Another reason to develop new anti-coercion mechanisms is that EU bilateral free trade agreements increasingly include enforceable rules on sustainability, climate or social and human rights. However, they are sometimes perceived as EU coercion by other governments, and threats of counter-measures have been issued recently by some countries such as Brazil.
Various instruments are being considered in Brussels with two key objectives: to deter other countries and to minimise the impact of their coercion attempts/measures. The EU has not yet a legal instrument to respond to third party infringements of national sovereignty and its essential economic security interests using instruments such as trade tools, sanctions, vastly expanded export controls, or other extraterritorial measures. The competences for trade policy of the EU should imply trade defence too, therefore a Collective Trade Defence Mechanism is being considered, operating with similar checks and balances between Commission and Council as trade policy itself (via the Treaty based Trade Policy Committee). It would empower the Commission to take retaliatory measures against non-EU countries exercising coercion. Obviously, methods of evaluating costs of coercion measures must be developed to be able to plan targeted counter-actions and restore a level playing field.
There is also talk about a European Export Bank as an important instrument, facilitating European companies to operate outside the control of the American Office of Foreign Assets Control (OFAC) and the US Dollar. The role played by the US currency is a major obstacle for globally trading companies to circumvent unilateral US sanctions, such as in the case of Iran, while the OFAC is known to coerce companies and individuals alike, such as in the case of the North Stream II pipeline between Russia and Germany.

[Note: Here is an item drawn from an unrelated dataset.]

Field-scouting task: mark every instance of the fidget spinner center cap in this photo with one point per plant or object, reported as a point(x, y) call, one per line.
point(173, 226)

A specific area for future measures concerns data protection. EU companies are facing growing pressure from non-EU authorities (primarily USA, China) to transfer sensitive business data to them using various guises – vaguely defined national security or anti-terrorism. An EU-27 authority could protect European companies by requiring them to seek approval of certain sensitive data transfers to third countries. The EU’s GDPR has become a landmark regulation for privacy, but it is clear that the use and abuse of data by an ever-wider penetration of IT needs much wider protective action now.

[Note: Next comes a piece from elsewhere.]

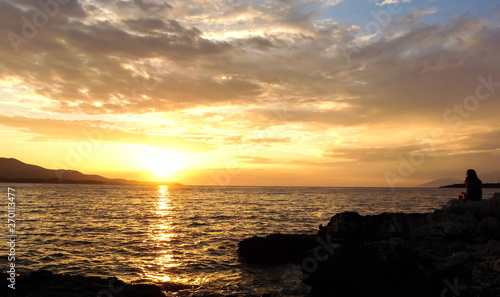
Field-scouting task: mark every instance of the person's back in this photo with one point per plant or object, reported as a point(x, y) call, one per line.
point(474, 186)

Recently the EU made progress in agreeing a personal sanctions system. EU member states often struggle to find a way to respond reciprocally when third countries use sanctions to punish individuals and organisations. Personal sanctions, including travel bans, asset freezing, and prohibitions to provide economic resources, are now in place for serious violations of human rights. But they could also become a tool in trade policy, in particular with China (which has shown to be not averse of targeting individuals, such as the Canadian diplomats imprisoned). It would be important to have countries of the EEA participating in it (Norway, Switzerland) and to coordinate with other like-minded countries (UK, USA).
The legislative process has started in Brussels with an inception impact assessment and with a stakeholder consultation process. But a package of measures will not be long in coming, given the high political and economic interests at stake for the EU.
Dr Stefan Schepers is Visiting Professor European Studies at Henley Business School in the UK and Director of the African-European Centre for Investment and Trade, in Johannesburg, at Henley Africa.